What was your choice of cipher what mode of operation does


Project: Defeating SkyNet

Introduction

It's 2016. Almost every device with a CPU in it has been connected to the Internet. Whilst this is a stunning advance for humanity, the security for these devices has come as an afterthought or not at all. Millions of computers and devices, all with valuable information and processing power, are left vulnerable to attack.

Blackhats, and even possibly governments, have created viruses, worms and other dastardly schemes to mine for information and turn a profit using these weaknesses. In this project, we'll be specifically looking at botnets: how they work, why they're valuable and why it's so di?cult to defeat them.

Botnets perform various tasks including but not limited to:

  • Stealing confidential information (passwords, banking details, etc.)
  • Sending spam email
  • Distributed Denial of Service (DDoS) against chosen websites
  • Mining for Bitcoins
  • Hold files for ransom by encrypting them and charging for decryption
  • Providing a secure proxy network for other illegal enterprises

 Of course, such a valuable network is not likely to go unnoticed for long. You'll be having well funded organisations, government agencies and other hackers attacking you. For that reason, SkyNet will need advanced cryptography to ensure your blackhat plans can't be stopped.

Background  & Disclaimer

This project has been created to help you gain an understanding of how prac- tical a massive cyber attack is and how complex it can be to defend against it. The basic technology of this project is pulled from the Conficker worm that ravaged the Internet in November 2008. At its peak, Conficker controlled up to 7 million computers across 200 countries. Conficker would only have needed 2 million of those machines to overpower the top 500 supercomputers at the time combined. To combat the threat, Microsoft formed an industry group to counter Conficker, composed of numerous security and technology companies. This group also conversed with government agencies around the world.

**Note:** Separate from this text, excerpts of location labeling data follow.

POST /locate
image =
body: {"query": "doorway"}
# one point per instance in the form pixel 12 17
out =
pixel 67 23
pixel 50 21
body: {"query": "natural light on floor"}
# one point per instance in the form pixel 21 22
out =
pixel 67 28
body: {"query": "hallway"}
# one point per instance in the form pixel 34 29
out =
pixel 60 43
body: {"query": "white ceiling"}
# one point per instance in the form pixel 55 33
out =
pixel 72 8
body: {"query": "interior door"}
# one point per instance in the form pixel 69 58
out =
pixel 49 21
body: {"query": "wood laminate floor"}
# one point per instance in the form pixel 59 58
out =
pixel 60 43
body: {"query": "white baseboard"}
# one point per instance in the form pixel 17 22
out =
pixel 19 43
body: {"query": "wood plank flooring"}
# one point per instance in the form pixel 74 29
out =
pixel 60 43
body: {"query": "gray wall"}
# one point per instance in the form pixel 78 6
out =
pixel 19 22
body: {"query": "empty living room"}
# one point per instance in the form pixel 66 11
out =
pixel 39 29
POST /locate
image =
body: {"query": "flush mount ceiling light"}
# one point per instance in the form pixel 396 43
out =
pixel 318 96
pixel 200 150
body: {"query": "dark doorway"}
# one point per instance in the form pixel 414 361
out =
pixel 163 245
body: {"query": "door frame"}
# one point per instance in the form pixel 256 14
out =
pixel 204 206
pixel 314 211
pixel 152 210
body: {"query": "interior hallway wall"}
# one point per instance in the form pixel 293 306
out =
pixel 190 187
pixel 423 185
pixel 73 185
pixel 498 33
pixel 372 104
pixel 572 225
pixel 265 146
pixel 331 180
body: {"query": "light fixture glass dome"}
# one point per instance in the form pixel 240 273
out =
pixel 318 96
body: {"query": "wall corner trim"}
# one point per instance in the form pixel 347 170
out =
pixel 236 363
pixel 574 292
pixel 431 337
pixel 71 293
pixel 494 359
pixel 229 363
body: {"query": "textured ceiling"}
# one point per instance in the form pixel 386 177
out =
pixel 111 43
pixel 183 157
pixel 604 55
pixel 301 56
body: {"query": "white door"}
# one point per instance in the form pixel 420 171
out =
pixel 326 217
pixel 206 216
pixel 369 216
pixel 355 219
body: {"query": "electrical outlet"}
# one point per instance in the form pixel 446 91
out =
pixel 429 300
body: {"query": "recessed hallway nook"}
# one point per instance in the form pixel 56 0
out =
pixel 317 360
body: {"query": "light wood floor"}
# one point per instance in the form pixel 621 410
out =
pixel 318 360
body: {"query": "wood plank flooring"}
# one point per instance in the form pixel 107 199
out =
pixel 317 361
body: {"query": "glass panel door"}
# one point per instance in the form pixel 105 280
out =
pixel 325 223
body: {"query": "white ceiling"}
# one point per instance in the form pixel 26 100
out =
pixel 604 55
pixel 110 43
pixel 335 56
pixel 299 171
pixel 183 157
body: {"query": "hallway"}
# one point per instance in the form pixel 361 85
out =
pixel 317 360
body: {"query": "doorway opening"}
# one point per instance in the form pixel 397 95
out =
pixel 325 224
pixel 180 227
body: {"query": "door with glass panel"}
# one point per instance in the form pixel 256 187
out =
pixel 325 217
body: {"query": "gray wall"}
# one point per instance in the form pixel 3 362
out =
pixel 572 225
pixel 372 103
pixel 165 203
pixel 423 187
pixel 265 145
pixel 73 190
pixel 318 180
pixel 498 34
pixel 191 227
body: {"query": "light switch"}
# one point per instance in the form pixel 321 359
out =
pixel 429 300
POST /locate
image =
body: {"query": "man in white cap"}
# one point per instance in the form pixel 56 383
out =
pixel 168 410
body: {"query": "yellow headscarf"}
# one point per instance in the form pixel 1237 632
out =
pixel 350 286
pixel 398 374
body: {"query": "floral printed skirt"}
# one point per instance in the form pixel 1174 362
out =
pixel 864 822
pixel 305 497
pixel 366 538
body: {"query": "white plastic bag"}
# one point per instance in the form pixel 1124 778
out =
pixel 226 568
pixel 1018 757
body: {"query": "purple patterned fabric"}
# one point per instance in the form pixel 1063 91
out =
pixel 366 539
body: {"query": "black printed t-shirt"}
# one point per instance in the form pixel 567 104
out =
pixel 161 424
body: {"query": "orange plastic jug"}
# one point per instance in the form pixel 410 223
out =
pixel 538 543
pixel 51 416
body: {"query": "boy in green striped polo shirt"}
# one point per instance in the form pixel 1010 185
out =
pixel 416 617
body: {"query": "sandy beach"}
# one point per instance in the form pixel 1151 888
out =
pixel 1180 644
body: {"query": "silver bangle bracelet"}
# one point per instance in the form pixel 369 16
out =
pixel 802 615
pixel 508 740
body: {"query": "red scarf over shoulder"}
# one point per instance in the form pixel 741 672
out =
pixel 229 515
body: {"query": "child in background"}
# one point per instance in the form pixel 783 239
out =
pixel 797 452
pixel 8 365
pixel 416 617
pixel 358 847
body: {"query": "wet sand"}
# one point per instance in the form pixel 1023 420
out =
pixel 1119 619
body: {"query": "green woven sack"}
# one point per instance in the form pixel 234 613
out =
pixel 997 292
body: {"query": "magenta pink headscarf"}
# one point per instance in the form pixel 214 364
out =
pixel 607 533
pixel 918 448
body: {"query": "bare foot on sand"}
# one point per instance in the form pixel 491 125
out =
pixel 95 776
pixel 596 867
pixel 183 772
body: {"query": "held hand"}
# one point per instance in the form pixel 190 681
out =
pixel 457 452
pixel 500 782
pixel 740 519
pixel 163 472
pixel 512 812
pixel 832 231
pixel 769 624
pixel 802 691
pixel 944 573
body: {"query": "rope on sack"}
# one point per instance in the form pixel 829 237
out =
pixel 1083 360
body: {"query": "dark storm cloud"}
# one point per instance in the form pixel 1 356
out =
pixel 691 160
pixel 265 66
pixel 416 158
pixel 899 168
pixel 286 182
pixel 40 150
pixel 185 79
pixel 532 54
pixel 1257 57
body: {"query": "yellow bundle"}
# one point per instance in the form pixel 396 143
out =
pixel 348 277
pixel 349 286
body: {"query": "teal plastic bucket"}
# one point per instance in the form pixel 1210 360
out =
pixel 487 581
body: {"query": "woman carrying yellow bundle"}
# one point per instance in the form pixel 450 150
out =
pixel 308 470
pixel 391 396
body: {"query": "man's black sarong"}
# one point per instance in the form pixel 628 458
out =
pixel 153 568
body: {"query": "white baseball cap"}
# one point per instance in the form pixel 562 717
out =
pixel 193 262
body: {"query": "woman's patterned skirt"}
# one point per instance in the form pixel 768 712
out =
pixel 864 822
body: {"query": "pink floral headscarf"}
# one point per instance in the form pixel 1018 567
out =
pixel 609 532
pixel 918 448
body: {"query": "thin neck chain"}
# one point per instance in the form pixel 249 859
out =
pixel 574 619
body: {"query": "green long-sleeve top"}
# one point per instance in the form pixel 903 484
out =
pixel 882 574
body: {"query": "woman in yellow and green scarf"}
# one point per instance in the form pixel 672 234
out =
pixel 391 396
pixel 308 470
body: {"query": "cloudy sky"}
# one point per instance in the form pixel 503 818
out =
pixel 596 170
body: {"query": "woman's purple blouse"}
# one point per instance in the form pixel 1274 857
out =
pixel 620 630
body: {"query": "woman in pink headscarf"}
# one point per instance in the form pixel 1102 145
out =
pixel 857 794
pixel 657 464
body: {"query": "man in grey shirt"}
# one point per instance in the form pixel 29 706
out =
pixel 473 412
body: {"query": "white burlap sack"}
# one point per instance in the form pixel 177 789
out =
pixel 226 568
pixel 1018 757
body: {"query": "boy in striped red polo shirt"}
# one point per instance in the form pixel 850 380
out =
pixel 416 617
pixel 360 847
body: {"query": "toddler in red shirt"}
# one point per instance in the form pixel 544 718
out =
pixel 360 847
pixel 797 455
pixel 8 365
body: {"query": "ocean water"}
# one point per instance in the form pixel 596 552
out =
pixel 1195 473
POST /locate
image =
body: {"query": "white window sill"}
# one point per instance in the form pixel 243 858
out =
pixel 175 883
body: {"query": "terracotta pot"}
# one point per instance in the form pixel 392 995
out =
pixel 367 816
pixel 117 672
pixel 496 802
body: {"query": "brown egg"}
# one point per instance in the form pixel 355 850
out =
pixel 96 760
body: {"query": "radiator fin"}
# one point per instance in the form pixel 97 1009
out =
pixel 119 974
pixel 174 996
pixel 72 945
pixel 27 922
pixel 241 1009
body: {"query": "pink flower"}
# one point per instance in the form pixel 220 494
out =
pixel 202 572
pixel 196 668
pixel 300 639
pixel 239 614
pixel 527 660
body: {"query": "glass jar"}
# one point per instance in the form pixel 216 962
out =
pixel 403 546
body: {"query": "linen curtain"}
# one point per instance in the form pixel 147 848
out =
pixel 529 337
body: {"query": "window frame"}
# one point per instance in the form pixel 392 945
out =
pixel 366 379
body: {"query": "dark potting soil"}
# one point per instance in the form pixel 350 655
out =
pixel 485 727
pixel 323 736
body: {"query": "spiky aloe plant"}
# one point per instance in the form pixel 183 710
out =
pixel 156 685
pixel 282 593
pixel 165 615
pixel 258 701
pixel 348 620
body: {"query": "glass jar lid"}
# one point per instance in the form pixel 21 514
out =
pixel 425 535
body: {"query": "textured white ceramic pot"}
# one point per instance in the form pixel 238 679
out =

To understand why it was so di?cult to slow down or defeat, we'll be implementing key components of this botnet that utilise advanced crypto- graphic techniques.

This is not an operational botnet nor do we intend you to create one. To defeat blackhats, you must understand how they work and the techniques they use. Recent botnets have used advanced computer science and crypto- graphic methods in order to remain secure from both blackhats, whitehats, well funded organisations and even governments. These advanced methods are what we intend you to learn and what we believe will give you the skills to detect, prevent and disassemble such attacks in the future.

Part 1: Securing the Channel

When you're transferring secrets, be they banking details or Bitcoins, you don't want to be overheard. Additionally, communicating in the open makes it easier for SkyNet to be detected via network analysis. Botnet authors don't like easy ways for computer admins to pinpoint infected machines.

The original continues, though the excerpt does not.